Though some diplomats and environmentalists are positioning the deal as an important step forward, others say it is a failure. Meanwhile, world leaders are pointing fingers at one another for not coming up with something more substantive. Venezuelan President Hugo Chavez attracted applause by blaming global warming (along with AIDS, poverty and murder) on capitalist countries, while British Prime Minister Gordon Brown on Monday denounced a handful of countries for holding the talks “to ransom.”
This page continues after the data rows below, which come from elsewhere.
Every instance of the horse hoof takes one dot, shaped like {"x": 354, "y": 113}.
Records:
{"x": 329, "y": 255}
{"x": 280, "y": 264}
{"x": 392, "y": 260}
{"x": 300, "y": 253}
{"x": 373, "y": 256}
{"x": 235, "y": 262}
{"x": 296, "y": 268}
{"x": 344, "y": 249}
To observers of past treaty negotiations, none of this is particularly surprising. The World Trade Organization has been struggling for eight years to complete its Doha round of talks aimed at lowering barriers to agricultural trade, which would have clear economic bonuses for every country. Yet if entrenched political interests can prevent even such a clearly beneficial deal from going forward, think what they can do to a treaty that will impose significant costs on many countries to avert a crisis whose future impacts, while solidly researched, remain theoretical. If aliens from outer space had commenced an invasion of Earth last summer, the U.N. would probably still be arguing about how much money industrialized nations should be obliged to pay for repairing photon torpedo damage in the developing world rather than organizing a response.

We haven’t given up hope for a worldwide climate accord. Such a deal is important, and someday it should be achievable. But Washington needs to get its own house in order before it can play a leadership role in global climate talks, or expect them to bear fruit. Right now, we’re less concerned about the lack of action in Copenhagen than about the lack of action on a climate bill by the U.S. Senate. Granted, the world has to contend only with demagogues like Chavez, who at least grasps the clear evidence that climate change is happening; we’ve got to deal with the likes of Republican Sen. James M. Inhofe of Oklahoma, who considers it a hoax. Nonetheless, the U.S. bears an overwhelming burden of responsibility for the problem, and the world will follow only if it first sets a good example.